I have a few friends in South Africa. Here is one of their accounts on the death of Desmond Tutu. In light of all the similar praise that fell upon Nelson Mandela at his death, I thought it proper to see Desmond Tutu through the eyes of a South African.
“ALL THE ACCOLADES FOR A FALSE PROPHET”
Marco Summers
I once had a man call me something much worse than a cockroach in his soup for criticizing Archbishop Tutu, but I stand by this statement: ‘His earthly ‘good’ work, his humour, his intellect, his standing in society, all the praises, his Nobel Peace Prize, his work on the Truth & Reconciliation Commission, his friendly efficacious demeanor (I personally met him in London, UK once when I was a diplomat there & spent some amicable time with him) all are piffle if he did not believe the true Gospel.
How impressive you might have been Desmond, but now those works are a curse on your life before a holy God. It is such a clear thing in the Bible that your works will not bring you salvation. (Well: it’s clear to those who are saved.) The others [pagans] think good works give you some standing with God. Good people who do good works, they think, go to heaven.
So, a man who fought apartheid, stood strong on his principles in favour of homo sex, won the Nobel Peace Prize for campaigning for peace for humanity, cried tears on the Truth & Reconciliation Commission, criticized the ANC govt for its evils, etc. must be without doubt heading for heaven, right?
Wrong.
You can do all such ‘good’ things as a lifelong ideal, but still miss the truth of the Gospel of Salvation – which is a singularity: there are no other options, especially not a false gospel, whose proponents Paul called “accursed”.
The Daily Maverick [Newspaper] dripped of honour for the man Desmond Tutu and stated that he “left the legacy of an anti-apartheid fighter, rainbow-nation builder and a truly peerless human being”.
Those are nice words for a gravestone, or for a eulogy at a burial service, but they mean absolutely nothing spiritually – which is the real reality in the judgment of the court of heaven.
In times past Desmond Tutu, was interviewed by TV presenter John Bishop. The interview was taking place in the days preceding Easter. Bishop asked Mr. Tutu if he believed that Jesus Christ actually, physically rose from the dead. Mr. Tutu evaded answering this clear, straightforward question, and so Bishop asked him again, only to receive the same evasive religious-sounding, yet empty response. Bishop was obviously not going to let go of this question and thus with appropriate forthrightness he demanded a direct answer to his question, “Do you believe that the body of Jesus Christ actually came back from the dead after three days?” Mr. Tutu answered with great enthusiasm, “It does not matter whether or not Jesus’ body came back to life. What matters is that the spirit of Christ lives on today.”

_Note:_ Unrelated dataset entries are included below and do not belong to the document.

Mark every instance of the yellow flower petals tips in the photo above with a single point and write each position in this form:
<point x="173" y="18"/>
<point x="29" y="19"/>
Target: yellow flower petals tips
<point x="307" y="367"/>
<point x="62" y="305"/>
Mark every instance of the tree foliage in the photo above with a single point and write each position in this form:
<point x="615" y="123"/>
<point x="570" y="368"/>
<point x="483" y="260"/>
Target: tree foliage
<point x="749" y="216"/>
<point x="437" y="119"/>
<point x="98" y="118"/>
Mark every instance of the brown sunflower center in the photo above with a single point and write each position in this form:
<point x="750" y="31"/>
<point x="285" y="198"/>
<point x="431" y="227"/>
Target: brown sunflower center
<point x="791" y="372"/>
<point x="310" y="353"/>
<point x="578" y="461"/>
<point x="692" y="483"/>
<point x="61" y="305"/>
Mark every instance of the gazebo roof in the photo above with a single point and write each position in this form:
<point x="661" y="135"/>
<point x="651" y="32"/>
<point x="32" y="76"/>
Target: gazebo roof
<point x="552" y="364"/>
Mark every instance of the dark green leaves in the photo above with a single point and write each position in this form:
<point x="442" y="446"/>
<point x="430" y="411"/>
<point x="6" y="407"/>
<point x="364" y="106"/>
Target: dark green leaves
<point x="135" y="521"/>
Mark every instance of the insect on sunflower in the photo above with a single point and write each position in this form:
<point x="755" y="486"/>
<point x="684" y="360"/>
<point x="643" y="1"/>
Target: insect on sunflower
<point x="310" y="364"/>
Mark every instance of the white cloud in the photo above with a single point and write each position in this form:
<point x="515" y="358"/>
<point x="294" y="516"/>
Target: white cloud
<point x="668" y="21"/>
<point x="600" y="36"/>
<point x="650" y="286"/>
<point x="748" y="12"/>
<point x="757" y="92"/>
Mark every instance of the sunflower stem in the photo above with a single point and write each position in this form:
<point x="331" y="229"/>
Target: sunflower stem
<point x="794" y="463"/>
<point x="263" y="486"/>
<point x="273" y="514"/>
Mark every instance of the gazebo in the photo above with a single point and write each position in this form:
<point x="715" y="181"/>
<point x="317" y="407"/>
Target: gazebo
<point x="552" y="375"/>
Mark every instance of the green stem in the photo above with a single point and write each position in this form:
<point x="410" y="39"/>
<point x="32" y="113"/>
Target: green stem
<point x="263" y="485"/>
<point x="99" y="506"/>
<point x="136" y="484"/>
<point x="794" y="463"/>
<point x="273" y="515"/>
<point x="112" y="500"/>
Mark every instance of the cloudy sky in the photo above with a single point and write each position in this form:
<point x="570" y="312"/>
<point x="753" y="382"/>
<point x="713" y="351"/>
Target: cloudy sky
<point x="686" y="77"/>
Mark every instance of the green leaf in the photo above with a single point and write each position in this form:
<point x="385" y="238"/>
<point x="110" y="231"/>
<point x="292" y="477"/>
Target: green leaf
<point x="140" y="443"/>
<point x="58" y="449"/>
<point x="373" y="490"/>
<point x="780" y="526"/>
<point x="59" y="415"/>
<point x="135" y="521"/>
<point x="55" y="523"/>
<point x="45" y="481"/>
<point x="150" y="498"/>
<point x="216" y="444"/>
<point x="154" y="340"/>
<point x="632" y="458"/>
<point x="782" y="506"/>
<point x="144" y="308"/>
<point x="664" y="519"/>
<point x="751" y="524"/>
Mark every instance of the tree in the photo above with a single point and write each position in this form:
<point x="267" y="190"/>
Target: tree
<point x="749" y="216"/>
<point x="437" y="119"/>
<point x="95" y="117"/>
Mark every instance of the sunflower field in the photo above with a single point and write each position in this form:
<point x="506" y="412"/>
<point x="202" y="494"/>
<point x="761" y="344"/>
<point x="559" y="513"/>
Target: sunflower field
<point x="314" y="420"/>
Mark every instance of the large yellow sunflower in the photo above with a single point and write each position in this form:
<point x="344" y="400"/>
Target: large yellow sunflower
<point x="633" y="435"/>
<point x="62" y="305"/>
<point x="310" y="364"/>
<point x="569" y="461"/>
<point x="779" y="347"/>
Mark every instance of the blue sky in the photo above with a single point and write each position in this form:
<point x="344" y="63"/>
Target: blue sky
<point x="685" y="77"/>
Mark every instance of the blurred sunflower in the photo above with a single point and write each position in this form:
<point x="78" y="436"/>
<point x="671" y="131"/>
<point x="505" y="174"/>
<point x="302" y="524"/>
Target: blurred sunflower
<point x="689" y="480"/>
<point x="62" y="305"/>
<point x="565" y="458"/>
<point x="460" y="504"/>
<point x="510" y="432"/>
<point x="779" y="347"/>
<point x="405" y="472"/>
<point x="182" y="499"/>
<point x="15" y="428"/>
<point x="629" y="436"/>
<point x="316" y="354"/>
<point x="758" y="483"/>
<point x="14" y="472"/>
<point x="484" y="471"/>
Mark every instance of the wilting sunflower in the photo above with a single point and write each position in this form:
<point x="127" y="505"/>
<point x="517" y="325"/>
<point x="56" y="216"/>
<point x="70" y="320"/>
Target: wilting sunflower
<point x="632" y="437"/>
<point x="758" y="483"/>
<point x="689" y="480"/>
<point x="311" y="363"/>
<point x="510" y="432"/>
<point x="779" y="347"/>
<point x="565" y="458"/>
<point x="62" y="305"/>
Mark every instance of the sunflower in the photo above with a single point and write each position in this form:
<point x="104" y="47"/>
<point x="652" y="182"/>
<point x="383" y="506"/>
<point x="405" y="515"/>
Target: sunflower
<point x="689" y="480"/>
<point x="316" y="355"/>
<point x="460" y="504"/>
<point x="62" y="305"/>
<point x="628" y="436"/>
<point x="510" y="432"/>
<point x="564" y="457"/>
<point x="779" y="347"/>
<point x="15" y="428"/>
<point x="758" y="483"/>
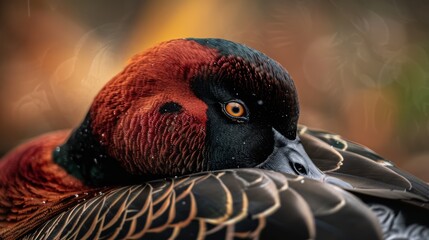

Elsewhere Tutu is quoted as saying;
“I would not worship a God who is homophobic and that is how deeply I feel about this. I would refuse to go to a homophobic heaven. No, I would say sorry, I mean I would much rather go to the other place. I am as passionate about this campaign as I ever was about apartheid.”
(Desmond Tutu
Speech at a UN’s gay rights campaign, 2013)
And again Tutu is on record as saying;
“When we say Jesus Christ ascended into heaven, you don’t believe that he got into a kind of ecclesiastical lift that took him into the stratosphere. This is a language that is being used figuratively because the realities that are being described are not human realities, they are supernatural realities. When we speak even about the resurrection of Jesus Christ, it is not the revivification of a corpse.”
One more from the putatively great Bishop Tutu;
“I give great thanks to God that he has created a Dalai Lama. Do you really think, as some have argued, that God will be saying: ‘You know, that guy, the Dalai Lama, is not bad. What a pity he’s not a Christian’? I don’t think that is the case, because, you see, God is not a Christian.”
(Desmond Tutu
Speech at Dalai Lama’s birthday, 2 June 2006)
All the honor he gets [now] he will get for humanitarian humanistic human works, but spiritually he was corrupt.
“The founder of Christianity only arrived on the scene 2000 years ago.”
That is blasphemy and it shows he did not know who Jesus Christ was – in spite of his title, his position, his clever demeanor, etc. The backward collar he wore was a symbol of his backward theology. He therefore clearly did not understand who the true Christ is. He also said on occasion in SA that the Dalai Lama “is the holiest man I know.”
This is what he said about a man who is a so-called living god in his religion of Tibet. It is abominable in the eyes of the true God who became man in Christ. No man is holy outside of Jesus Christ: To be in Christ is to have the only “hope of glory”.
The alternative is too ghastly to contemplate but I do know he is in the hands of a perfectly righteous judge.